Writing Your First Kernel Module

Scott Cosentino
4 min readNov 29, 2019

Kernel modules are code components that can be loaded and unloaded by the kernel when required. They are used to extend the functionality of the kernel without the need to reboot the system. One of the main applications of kernel modules are writing device drivers. In this article, I will show you how to write and compile a simple kernel module that writes an alert to the kernel log.

I will be writing my code against Ubuntu running version 4.10.0–28-generic of the Linux kernel. There are a few options in terms of setting up a kernel development environment. The easiest way is to install a distribution of Linux and use the kernel that comes compiled on it. Alternatively, you can visit a webpage like kernel.org to download and build the latest kernel version.

The example I will be showing is written in C. There are two main components we need to write our kernel module, the source code of the module, and a makefile to compile the module. The general idea of our module will be to execute code when the module is loaded and removed from the kernel. When the module is added, we will print “Hello World” to the kernel log as an alert. When the module is removed, we will print “Goodbye World” to the kernel log as an alert.

Our basic kernel module

Starting at the top of the code, we need to import linux/init.h and linux/module.h into our code, to give us the components required for loading and removing the kernel module. The MODULE_LICENSE line isn’t particularly important, it just informs the kernel that this module is open source. After the initial setup, we define two functions. The hello_init(void) function is the one we will call when the module is loaded to the kernel and the hello_exit(void) function is the one we will call when the module is removed from the kernel. To link these functions to their corresponding events, we use module_init and module_exit. The function module_init takes in a function, and links it to the module load event. Similarly, the module_exit function takes in a function and links it to the module remove event. On either of these events, the linked function is executed.

The actual logic of the functions is not too complex. The function printk is a special implementation of print, which writes the provided text to the kernel log. KERN_ALERT defines the format of the text being printed, which is an alert level log line. We use this because the printf function is not available in kernel mode, so printing to the log using printk is the next best option.

Now that we have defined all the logic of the actual module, we can create the makefile to compile it.

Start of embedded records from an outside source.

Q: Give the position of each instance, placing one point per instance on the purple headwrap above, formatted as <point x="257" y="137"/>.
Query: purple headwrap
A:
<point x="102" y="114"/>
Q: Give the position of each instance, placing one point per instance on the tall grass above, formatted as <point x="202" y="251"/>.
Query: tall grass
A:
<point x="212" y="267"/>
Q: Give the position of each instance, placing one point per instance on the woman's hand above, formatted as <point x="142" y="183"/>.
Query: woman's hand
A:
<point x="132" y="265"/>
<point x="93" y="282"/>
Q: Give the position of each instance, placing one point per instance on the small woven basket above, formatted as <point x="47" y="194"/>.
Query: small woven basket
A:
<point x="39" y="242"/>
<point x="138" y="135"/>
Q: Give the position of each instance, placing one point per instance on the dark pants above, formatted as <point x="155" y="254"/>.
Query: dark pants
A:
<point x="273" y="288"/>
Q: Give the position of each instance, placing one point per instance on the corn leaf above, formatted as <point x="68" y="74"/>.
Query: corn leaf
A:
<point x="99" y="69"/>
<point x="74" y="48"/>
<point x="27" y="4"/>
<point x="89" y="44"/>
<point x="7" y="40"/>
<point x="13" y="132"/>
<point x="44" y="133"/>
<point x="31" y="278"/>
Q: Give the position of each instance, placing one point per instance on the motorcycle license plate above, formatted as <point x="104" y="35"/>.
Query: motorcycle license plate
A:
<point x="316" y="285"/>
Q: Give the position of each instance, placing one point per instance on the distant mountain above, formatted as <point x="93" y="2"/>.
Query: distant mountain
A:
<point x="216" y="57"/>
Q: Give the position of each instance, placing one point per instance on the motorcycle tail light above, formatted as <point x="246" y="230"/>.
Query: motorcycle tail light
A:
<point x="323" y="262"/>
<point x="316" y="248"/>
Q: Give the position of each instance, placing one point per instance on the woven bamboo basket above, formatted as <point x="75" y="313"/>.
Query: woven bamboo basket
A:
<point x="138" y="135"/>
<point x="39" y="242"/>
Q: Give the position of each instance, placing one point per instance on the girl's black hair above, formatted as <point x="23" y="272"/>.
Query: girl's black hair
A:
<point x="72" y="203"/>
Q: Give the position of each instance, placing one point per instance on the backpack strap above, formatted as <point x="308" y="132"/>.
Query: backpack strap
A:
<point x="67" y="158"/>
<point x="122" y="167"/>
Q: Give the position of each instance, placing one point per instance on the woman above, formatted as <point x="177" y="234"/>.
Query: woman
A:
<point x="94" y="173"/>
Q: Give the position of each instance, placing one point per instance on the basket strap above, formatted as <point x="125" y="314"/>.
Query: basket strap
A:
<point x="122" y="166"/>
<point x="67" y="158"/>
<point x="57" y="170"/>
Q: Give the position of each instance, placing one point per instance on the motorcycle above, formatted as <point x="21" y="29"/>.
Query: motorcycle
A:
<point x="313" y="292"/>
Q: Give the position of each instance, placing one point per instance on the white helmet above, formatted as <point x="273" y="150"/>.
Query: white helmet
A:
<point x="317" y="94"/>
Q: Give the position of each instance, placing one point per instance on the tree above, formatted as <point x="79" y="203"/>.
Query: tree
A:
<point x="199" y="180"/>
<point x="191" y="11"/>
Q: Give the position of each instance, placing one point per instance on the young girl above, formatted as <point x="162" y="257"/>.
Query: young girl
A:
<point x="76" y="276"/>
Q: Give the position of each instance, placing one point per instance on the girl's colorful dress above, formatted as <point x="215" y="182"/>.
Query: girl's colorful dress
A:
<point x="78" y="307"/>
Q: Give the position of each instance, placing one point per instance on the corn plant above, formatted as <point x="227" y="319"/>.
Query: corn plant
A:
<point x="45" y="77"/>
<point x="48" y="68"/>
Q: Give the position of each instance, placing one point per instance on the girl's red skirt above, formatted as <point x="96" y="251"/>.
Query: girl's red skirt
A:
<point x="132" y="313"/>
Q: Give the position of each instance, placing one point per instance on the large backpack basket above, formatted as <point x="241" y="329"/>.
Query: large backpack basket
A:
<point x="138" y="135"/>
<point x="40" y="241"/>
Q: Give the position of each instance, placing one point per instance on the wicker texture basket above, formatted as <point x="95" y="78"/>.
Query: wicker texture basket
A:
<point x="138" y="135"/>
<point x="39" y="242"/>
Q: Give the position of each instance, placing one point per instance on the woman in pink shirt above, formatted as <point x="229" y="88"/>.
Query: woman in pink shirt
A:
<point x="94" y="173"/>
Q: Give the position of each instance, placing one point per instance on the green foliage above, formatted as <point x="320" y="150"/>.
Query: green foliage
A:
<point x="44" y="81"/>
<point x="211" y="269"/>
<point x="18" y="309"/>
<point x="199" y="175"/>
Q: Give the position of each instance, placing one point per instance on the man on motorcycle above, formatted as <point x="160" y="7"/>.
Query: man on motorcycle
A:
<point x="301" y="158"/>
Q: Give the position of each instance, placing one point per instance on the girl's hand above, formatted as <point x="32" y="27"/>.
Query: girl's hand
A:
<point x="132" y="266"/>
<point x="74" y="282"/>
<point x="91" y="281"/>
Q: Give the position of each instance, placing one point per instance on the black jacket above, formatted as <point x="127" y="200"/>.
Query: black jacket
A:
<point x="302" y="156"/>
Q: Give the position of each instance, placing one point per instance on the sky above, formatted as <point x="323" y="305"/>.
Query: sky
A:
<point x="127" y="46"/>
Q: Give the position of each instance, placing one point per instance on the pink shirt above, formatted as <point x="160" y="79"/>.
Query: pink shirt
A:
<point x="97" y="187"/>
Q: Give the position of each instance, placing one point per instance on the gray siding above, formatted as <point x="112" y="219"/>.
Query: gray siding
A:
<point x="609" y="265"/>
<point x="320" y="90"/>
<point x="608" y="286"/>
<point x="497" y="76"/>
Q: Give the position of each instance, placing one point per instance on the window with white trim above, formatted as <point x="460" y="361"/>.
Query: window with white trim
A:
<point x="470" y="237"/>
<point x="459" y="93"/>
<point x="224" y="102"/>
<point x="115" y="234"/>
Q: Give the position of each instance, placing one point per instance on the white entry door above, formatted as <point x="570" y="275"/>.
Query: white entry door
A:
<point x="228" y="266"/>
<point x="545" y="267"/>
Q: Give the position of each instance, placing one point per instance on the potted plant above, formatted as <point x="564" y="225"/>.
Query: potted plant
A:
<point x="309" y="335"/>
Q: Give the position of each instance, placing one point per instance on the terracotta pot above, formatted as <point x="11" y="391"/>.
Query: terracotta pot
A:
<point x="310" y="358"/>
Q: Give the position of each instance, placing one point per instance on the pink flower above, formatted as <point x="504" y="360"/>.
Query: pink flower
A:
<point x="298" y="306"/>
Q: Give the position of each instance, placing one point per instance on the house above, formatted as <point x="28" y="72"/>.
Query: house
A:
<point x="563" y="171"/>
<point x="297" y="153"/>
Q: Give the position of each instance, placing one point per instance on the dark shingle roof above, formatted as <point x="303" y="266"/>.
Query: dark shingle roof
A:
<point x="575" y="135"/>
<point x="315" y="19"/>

The makefile to compile the module

The general idea of the makefile is to point the build process towards the kernel directory. If you try inputting uname -r you will see that the command writes your linux kernel version. When this makefile is run, it produces the proper files required to enable this module.

Compiling the module
The results of the compile

Now that we have the files we need, we can load them into the kernel. To load a module into the kernel, we use the insmod command. To remove a module, we use the rmmod command. Please note that in order to run these commands, you must be using a root account.

Steps to add and remove modules

To see the results of this kernel module, we need to navigate to the kernel log and read it. On most Linux systems, this can be found at /var/log/kern.log. Inside of here, you should see the Hello world and Goodbye world messages.

Kernel log output

This shows us that the module we wrote was successfully added and removed from the kernel!